Healer is the choice for the One Book, One Broomfield program this year. Written by Carol Cassella, who is an anesthesiologist as well as an author, Healer is Claire Boehning's story. Claire has a medical degree, but she never completed her residency, took her boards, or actually practiced because a difficult pregnancy forced her out of her residency and the thought of a woman who died as a result of Claire's misdiagnosis kept her from returning. And her brilliant husband Addison's work had allowed her to live extremely comfortably without needing to work. The Boehnings had lived in a mansion on Lake Washington in Seattle, purchased with the money they made from selling Addison's revolutionary test for ovarian cancer.

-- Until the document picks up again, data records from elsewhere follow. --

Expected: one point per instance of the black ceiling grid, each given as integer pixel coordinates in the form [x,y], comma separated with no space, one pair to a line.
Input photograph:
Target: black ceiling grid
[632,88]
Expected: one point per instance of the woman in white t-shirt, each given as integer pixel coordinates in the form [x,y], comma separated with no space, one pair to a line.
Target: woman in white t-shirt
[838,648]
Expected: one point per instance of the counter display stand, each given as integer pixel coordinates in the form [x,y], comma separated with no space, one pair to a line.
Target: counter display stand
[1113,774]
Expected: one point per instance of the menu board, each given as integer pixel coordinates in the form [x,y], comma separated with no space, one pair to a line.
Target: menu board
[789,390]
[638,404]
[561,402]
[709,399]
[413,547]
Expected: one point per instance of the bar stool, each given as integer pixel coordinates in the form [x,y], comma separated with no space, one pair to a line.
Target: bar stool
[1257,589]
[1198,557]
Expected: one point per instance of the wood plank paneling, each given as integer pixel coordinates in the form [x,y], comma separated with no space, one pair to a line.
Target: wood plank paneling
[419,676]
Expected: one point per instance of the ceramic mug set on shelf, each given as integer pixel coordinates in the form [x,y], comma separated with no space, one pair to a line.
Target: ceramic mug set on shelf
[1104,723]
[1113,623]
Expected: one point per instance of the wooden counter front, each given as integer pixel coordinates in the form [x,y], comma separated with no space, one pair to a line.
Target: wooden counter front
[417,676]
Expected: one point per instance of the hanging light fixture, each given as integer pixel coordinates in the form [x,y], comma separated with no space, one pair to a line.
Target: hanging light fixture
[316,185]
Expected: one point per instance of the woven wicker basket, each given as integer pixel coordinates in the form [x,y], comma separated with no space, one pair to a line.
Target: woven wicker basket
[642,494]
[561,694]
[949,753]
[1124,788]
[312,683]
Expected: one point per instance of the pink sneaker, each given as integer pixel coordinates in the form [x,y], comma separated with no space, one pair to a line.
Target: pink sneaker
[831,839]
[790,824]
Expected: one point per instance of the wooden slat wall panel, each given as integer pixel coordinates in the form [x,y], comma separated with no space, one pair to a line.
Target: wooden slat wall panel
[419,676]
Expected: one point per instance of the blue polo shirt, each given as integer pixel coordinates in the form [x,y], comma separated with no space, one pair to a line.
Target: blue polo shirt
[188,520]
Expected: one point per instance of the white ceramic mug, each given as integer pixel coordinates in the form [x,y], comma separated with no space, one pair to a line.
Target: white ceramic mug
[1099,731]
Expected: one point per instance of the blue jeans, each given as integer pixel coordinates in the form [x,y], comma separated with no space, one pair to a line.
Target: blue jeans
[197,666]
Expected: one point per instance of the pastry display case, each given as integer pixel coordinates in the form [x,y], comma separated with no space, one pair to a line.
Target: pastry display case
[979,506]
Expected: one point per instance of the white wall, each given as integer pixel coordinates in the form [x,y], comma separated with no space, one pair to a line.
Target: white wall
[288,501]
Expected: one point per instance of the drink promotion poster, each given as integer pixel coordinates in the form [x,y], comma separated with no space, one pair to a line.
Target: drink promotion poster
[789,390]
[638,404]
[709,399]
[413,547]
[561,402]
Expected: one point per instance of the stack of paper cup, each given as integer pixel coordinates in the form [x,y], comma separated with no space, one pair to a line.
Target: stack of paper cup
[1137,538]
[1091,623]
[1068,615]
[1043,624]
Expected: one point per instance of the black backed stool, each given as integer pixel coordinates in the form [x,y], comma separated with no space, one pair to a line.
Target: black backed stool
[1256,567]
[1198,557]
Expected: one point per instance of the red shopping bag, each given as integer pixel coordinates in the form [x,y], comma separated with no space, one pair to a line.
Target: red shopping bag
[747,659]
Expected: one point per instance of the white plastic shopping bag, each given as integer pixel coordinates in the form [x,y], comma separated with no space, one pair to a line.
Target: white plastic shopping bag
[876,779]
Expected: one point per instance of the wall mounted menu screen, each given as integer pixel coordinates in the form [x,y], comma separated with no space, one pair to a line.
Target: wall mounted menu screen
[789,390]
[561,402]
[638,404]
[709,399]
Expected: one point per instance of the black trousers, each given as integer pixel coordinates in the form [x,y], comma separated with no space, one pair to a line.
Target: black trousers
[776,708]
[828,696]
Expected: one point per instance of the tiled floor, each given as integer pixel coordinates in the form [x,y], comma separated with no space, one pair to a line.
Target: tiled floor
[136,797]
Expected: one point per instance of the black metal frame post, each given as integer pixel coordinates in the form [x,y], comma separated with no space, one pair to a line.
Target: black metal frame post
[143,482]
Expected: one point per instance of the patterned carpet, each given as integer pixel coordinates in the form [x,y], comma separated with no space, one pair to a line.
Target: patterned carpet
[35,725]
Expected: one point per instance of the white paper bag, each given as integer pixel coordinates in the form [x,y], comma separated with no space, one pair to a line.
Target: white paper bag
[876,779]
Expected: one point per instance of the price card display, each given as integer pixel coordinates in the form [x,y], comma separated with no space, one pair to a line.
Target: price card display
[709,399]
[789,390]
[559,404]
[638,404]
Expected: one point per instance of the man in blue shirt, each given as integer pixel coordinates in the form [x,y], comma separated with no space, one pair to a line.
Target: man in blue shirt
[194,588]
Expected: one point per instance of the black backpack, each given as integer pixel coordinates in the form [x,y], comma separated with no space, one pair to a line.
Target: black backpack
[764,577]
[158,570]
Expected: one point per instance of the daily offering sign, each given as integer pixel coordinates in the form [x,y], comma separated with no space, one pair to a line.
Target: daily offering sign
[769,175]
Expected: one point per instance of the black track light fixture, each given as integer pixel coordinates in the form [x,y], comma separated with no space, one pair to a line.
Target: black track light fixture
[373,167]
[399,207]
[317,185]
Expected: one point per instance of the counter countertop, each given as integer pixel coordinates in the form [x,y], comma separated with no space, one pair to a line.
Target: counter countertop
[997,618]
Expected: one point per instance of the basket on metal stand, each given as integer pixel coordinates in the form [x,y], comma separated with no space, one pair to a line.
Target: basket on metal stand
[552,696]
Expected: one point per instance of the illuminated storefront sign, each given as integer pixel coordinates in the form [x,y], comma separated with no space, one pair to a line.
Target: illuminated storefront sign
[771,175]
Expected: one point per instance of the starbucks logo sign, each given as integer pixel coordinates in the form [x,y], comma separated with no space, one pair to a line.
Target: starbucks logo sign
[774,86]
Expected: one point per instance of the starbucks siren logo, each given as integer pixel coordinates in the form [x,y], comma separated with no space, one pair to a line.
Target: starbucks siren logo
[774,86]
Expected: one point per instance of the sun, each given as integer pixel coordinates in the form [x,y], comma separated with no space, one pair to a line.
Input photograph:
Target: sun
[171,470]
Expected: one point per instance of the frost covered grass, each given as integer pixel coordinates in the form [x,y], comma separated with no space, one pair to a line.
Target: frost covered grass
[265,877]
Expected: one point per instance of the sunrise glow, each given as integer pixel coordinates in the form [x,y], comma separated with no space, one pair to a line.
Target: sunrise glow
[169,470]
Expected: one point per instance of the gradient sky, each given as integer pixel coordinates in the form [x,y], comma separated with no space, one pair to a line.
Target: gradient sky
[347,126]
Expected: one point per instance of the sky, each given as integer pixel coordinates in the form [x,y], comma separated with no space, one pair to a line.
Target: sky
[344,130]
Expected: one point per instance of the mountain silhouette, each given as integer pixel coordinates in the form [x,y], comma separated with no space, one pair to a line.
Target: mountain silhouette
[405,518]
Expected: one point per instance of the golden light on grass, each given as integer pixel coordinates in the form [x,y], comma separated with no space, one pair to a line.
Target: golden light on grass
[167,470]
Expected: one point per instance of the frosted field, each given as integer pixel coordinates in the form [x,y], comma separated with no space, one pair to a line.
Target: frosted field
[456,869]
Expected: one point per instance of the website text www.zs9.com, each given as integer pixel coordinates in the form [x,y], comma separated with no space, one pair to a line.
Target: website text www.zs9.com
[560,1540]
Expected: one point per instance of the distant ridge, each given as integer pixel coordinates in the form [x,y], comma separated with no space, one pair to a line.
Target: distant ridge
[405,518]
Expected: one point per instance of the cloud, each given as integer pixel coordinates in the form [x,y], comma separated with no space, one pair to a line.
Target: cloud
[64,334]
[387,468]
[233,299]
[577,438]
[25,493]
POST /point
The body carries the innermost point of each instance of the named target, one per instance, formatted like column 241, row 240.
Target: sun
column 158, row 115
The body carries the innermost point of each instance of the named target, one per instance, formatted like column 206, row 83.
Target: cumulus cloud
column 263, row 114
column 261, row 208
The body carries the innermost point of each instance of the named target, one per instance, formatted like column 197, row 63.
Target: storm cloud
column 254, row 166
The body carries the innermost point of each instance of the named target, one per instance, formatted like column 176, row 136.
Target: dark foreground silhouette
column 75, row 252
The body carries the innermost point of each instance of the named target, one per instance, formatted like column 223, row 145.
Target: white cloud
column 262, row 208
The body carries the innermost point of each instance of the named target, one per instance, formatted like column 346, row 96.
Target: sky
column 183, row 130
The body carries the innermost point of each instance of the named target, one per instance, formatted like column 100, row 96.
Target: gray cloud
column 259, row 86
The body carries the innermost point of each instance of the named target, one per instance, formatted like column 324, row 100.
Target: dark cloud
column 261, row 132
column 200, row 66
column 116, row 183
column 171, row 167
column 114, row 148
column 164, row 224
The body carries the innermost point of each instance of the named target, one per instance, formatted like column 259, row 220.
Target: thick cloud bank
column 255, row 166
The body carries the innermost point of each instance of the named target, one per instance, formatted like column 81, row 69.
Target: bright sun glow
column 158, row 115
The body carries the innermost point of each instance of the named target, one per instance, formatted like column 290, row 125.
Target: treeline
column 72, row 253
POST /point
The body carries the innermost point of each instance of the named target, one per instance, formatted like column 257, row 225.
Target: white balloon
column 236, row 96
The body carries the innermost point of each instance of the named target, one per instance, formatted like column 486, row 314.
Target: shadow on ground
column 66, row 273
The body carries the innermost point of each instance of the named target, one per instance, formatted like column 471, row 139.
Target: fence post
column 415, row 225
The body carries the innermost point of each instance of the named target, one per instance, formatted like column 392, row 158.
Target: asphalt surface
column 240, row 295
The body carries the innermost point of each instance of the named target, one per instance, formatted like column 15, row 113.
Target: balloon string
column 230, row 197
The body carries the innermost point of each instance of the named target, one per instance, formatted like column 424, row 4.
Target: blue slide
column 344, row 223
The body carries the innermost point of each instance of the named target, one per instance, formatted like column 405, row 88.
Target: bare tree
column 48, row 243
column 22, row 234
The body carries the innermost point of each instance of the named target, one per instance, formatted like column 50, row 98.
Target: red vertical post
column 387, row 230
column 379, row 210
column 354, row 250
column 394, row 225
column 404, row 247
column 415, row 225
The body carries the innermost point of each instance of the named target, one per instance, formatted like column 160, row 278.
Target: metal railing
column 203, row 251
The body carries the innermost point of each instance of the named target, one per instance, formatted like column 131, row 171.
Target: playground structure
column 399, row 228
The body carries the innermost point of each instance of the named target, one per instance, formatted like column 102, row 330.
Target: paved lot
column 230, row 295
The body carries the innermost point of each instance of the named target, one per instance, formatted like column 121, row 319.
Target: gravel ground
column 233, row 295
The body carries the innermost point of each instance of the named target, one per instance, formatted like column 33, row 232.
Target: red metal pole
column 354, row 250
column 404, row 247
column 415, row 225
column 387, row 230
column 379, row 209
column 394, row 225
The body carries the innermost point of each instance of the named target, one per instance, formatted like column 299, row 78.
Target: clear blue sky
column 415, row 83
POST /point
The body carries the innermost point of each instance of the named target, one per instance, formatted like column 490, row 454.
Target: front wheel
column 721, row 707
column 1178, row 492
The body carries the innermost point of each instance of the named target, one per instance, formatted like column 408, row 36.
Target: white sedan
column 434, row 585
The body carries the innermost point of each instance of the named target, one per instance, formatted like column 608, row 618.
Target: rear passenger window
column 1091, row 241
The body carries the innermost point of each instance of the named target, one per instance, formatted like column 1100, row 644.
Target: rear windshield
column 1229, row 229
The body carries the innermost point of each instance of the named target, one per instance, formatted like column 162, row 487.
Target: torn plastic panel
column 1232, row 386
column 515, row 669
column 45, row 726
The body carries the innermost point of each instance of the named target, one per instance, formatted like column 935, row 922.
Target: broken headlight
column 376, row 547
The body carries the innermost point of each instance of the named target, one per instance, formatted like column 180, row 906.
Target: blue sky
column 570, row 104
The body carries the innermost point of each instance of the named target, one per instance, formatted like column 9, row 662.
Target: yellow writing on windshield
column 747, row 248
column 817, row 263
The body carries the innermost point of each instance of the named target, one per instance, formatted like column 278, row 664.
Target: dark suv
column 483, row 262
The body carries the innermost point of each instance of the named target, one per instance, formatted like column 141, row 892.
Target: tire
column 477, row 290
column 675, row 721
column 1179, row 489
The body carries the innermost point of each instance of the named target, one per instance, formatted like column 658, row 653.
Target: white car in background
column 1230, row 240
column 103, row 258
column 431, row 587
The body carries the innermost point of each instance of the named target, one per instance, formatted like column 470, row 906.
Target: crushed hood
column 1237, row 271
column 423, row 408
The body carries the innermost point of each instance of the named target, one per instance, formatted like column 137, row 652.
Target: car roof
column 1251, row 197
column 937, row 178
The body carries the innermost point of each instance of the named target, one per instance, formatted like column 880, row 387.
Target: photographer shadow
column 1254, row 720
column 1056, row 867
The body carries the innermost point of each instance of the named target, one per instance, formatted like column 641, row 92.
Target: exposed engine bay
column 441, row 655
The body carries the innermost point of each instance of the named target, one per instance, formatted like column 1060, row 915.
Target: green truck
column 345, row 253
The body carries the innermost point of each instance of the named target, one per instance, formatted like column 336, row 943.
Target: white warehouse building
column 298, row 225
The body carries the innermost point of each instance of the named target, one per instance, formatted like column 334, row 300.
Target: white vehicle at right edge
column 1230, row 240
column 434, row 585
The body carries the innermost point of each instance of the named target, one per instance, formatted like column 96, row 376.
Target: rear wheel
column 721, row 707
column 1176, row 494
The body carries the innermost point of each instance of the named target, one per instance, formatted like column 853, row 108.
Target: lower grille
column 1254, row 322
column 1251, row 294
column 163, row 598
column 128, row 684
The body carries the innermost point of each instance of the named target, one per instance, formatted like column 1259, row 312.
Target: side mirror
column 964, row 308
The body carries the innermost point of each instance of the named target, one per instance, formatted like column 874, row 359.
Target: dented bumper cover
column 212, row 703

Then, Addison's next project--a chemotherapy drug for colon cancer patients--stalled during the testing process and they lost everything. As the book opens, Claire and their teenage daughter Jory have moved to a rickety vacation property in rural Hallum, Washington, that they had bought years ago but never actually occupied. It's rodent-infested, cold, and not at all what the two are used to. Addison, meanwhile, is trying to raise capital to restart testing on his drug. Given their reduced circumstances, Claire must seek work and eventually finds a job at a clinic that provides care for the poor and uninsured, including many migrant workers.
Healer has many subplots and related themes--a Nicaraguan woman who befriends Jory and Claire is trying to find out what happened to her daughter, Jory is rebelling against her mother and the strictures "poverty" is placing on her, Claire's boss seems to be fading but will not share what his problem is, the wealthy investor who may save Addison's drug may also be involved in shady activities involving testing drugs on unauthorized immigrants. But the central theme is how a woman and a marriage are tested and changed when the easy life obtained through wealth is stripped away and Claire and Addison must confront painful truths.
Although Healer is an enjoyable read, the conflicts in the story were, to my mind, resolved too neatly/easily for the book to have real weight. I also find it a curious choice for One Book, One Broomfield, as it does not seem to be a book that would appeal to many male readers--but perhaps I'm wrong about that. (Sadly, it wouldn't be the first time.)
She had consumed her anger by moving forward, pouring so much optimistic fuel into the planning and packing and sorting that any lurking spark of rage blew out as she flew on to the next task. It had taken her months, maybe not until last night, to realize that she couldn't allow her mind to linger. Because then she might discover how much or how little she would ever be able to forgive.